Anschließend wurde der reizvolle quadratische Marktplatz mit seinen Arkadengängen umrundet und die Stadtkirche besucht. Sie ist in Form eines Winkelhakens erbaut und beherbergt in ihrem Inneren einen sehenswerten romanischen Taufstein und ein mittelalterliches holzgeschnitztes Lesepult.

Gegen 15 Uhr fuhr die Reisegruppe vom Bahnhof Freudenstadt- Stadt mit der Stadtbahn über die Steilrampe hinunter zum Hauptbahnhof. Früher kletterten auch dort die Dampflokomotiven an einer Zahnstange empor.
Am Freudenstädter Hauptbahnhof hieß es umsteigen in den Regionalexpress in Richtung Stuttgart. Die Reise führte über Dornstetten – Schopfloch bis nach Hochdorf. Spannend verlief die Fahrt zwischen Freudenstadt und Dornstetten über drei tief eingeschnittene Täler, die durch bis zu 48 Meter hohe und bis zu 300 Meter lange Viadukte überbrückt werden. Reizvoll der Blick über die Dornstetter Altstadt und auf die im Hintergrund liegende Schwäbische Alb.
In Hochdorf ergab sich ein zwanzigminütiger Aufenthalt. Zaudtke nutzte die Zeit für einige Erläuterungen zur Geschichte der Nagold- und Württembergischen Schwarzwaldbahn. So erfuhren die Reisenden u. a., dass wochentags zwischen Pforzheim und Calw 1937 lediglich 10 Zugpaare verkehrten, 1957 waren es 14, heute dagegen 29. Die Fahrzeit zwischen Pforzheim und Horb verkürzte sich im gleichen Zeitraum von über 2 Stunden auf eine Stunde und 14 Minuten. Auch der in Calw geborene Hermann Hesse kam nicht zu kurz, Zaudtke zitierte aus seiner Gedichtsammlung. Edmund Bauer erklärte der Gruppe die Bedienung der Fahrkartenautomaten.

Die weitere Fahrt mit der Kulturbahn führte durch das Nagoldtal über Nagold – Calw – Bad Liebenzell nach Pforzheim, die Ankunft pünktlich um 17:07 Uhr.
Am Ende der Fahrt verglich Zaudtke die Bahnreise mit einer entsprechenden Autofahrt.
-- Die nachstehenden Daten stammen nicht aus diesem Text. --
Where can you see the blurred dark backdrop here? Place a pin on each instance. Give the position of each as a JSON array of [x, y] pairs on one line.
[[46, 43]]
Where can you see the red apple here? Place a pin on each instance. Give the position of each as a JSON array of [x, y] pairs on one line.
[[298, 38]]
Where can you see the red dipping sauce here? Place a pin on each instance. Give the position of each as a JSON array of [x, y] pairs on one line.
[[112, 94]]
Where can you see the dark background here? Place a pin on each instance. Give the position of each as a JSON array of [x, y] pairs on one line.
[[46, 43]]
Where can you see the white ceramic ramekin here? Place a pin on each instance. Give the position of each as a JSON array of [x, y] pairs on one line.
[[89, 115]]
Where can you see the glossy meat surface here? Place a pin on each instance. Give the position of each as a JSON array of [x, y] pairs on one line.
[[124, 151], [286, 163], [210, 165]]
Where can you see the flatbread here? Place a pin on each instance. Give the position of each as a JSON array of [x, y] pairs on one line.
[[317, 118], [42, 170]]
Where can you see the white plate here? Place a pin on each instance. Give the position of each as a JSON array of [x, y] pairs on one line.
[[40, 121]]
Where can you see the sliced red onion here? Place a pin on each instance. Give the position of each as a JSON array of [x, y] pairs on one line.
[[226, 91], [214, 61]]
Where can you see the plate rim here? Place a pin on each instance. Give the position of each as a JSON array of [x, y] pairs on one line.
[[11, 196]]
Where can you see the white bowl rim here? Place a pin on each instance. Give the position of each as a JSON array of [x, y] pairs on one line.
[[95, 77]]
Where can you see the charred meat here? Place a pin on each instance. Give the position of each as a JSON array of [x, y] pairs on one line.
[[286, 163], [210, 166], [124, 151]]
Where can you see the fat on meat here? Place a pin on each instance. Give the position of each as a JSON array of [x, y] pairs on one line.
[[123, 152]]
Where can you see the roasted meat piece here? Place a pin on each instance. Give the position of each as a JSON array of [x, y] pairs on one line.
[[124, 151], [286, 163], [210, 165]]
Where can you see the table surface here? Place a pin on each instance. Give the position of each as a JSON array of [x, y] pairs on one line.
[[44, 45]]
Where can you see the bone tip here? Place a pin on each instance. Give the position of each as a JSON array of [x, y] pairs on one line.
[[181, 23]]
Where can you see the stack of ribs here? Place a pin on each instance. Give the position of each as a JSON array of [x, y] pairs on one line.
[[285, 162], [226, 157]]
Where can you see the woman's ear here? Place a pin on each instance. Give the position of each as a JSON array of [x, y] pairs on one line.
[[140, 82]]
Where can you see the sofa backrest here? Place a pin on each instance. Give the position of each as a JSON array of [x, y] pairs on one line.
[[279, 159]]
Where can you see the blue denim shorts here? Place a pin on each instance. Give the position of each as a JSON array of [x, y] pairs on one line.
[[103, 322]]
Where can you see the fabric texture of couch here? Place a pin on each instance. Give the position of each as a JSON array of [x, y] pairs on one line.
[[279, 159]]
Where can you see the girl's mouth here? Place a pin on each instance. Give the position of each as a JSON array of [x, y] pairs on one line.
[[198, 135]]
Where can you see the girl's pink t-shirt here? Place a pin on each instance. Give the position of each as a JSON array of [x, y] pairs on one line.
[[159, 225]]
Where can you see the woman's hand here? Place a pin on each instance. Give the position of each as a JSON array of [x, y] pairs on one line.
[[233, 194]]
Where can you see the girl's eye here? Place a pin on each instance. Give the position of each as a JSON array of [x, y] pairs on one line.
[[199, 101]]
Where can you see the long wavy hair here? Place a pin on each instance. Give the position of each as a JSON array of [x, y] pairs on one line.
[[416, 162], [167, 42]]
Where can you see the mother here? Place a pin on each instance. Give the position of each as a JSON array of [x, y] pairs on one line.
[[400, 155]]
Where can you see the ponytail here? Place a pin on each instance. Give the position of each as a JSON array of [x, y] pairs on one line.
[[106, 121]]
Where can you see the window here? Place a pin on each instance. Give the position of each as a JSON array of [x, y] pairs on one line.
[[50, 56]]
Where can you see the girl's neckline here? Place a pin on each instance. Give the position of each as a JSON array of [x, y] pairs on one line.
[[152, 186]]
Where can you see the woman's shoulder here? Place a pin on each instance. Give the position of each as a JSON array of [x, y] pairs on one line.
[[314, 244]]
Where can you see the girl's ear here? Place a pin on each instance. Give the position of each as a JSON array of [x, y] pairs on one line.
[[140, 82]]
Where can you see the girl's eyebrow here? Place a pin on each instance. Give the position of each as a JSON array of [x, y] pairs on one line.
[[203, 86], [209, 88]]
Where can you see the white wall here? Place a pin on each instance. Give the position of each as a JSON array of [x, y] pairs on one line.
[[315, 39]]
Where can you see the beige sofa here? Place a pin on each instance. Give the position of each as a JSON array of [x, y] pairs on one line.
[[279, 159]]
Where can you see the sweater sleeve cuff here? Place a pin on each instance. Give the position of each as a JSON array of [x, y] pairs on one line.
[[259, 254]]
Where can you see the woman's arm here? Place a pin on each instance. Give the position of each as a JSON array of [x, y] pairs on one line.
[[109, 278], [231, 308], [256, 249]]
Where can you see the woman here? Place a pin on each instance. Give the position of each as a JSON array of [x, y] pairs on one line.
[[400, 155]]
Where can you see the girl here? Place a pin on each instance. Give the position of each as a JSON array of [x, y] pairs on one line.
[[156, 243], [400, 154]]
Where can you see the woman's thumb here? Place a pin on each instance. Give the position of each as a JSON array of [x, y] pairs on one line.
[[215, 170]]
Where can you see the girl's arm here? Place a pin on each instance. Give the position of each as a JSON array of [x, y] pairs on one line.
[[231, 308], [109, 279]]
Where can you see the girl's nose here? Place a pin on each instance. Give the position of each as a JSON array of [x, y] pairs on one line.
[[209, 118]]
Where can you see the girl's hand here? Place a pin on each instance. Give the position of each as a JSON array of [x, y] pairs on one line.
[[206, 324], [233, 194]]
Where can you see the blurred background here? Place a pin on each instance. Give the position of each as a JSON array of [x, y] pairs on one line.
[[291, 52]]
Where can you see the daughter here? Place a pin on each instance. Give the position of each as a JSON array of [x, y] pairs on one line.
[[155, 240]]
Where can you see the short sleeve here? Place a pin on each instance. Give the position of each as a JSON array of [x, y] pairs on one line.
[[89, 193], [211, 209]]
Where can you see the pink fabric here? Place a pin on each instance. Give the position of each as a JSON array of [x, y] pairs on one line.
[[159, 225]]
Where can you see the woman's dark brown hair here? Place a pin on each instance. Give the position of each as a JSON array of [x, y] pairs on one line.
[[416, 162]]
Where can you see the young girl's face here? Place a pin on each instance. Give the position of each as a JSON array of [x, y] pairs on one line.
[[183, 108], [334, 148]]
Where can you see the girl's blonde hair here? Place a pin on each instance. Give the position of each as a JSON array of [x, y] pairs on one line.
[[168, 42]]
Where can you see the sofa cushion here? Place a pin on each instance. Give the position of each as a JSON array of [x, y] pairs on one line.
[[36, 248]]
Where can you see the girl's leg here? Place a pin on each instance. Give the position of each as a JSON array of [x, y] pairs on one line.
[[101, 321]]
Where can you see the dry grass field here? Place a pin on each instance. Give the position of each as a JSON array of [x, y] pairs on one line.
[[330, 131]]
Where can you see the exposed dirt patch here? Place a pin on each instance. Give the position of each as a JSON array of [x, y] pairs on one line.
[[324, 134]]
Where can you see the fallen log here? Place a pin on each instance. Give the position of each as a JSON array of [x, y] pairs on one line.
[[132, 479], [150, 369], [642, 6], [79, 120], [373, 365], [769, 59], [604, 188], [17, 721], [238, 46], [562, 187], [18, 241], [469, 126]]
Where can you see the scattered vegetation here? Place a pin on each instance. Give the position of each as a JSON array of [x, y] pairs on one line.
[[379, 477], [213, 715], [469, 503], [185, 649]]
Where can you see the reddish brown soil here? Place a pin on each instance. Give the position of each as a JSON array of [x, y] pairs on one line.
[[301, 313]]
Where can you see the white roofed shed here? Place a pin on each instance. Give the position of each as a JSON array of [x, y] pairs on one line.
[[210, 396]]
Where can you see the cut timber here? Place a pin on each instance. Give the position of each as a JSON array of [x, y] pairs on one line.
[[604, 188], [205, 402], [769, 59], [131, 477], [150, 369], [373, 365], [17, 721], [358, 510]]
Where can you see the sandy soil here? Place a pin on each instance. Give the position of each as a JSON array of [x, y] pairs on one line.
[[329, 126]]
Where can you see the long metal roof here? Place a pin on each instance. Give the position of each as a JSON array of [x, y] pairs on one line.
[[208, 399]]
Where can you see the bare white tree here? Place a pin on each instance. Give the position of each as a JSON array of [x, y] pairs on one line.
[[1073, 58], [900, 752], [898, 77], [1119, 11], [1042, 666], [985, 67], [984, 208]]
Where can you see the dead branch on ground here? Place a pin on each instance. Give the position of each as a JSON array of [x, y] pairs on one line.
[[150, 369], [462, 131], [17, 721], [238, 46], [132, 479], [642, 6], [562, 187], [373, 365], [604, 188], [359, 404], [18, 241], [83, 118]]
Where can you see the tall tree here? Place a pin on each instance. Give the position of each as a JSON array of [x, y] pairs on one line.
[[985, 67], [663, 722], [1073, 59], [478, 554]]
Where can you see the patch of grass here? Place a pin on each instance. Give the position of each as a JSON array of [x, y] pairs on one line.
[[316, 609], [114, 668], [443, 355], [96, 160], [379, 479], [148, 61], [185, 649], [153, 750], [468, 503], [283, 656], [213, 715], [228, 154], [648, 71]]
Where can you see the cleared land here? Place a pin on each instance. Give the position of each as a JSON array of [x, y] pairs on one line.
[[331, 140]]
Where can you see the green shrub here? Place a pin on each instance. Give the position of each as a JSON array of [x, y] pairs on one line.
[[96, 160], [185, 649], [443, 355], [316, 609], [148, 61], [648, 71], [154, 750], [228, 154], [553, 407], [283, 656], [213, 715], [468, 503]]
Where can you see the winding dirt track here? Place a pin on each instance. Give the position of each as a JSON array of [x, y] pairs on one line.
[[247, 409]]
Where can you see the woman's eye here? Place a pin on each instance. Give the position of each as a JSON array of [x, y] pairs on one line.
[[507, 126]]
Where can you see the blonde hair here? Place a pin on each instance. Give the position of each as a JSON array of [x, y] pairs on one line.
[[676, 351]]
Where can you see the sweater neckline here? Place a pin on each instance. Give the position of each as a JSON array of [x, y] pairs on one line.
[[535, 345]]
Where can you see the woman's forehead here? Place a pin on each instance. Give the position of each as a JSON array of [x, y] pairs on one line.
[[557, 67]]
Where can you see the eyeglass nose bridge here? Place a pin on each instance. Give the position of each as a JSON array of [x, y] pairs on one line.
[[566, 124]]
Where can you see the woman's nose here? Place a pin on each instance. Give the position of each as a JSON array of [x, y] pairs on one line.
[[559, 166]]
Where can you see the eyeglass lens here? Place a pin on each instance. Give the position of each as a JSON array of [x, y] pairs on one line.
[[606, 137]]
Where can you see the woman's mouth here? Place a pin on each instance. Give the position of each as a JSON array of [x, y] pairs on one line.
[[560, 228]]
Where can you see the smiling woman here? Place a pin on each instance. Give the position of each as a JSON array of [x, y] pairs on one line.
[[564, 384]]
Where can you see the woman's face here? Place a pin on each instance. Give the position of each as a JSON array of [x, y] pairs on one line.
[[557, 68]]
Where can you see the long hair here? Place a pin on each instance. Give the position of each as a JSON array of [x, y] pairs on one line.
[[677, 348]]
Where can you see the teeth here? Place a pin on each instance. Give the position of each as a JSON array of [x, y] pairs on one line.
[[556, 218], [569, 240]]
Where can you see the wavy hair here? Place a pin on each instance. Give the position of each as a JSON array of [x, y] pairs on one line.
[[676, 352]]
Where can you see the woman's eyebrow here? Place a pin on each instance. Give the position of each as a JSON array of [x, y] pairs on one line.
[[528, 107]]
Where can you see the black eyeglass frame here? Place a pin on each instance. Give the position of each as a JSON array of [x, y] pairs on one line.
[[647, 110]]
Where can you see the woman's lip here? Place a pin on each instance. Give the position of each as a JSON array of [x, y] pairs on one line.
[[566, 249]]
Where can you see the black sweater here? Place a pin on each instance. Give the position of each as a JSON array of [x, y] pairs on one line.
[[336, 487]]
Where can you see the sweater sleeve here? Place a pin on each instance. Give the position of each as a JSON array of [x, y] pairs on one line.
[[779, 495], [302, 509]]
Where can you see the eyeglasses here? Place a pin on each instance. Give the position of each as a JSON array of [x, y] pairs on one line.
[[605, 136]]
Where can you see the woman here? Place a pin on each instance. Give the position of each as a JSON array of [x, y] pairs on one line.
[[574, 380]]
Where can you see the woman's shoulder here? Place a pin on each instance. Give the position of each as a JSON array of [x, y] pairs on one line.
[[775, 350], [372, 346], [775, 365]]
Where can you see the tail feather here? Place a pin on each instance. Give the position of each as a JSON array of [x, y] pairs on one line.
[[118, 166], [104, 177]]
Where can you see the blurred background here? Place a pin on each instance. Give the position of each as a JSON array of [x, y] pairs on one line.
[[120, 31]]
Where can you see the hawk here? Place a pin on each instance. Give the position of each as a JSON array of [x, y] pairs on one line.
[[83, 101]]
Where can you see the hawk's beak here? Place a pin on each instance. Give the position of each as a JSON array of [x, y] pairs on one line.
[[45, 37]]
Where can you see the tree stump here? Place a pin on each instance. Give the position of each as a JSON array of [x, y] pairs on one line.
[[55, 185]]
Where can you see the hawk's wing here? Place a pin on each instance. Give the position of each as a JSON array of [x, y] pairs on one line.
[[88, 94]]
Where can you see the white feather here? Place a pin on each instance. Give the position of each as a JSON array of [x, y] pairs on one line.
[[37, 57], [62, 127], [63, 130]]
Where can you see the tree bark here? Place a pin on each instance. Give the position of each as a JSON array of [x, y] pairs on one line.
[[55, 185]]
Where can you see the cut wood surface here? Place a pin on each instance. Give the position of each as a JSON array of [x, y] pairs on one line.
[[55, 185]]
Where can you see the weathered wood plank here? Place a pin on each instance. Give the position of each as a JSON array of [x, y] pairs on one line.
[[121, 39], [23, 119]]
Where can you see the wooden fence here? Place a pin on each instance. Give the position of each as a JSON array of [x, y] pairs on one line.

Im Ergebnis stellte sich heraus, dass bei der Wahl eines preisgünstigen Tickets, allein die Kraftstoffkosten um mindestens die Hälfte unterboten werden. Und schließlich tue man auch der Umwelt Gutes, wenn das Auto mal in der Garage stehen bleibt.Bauer und Zaudtke verabschiedeten die Fahrtteilnehmer, es war für alle ein interessanter und schöner Ausflugstag.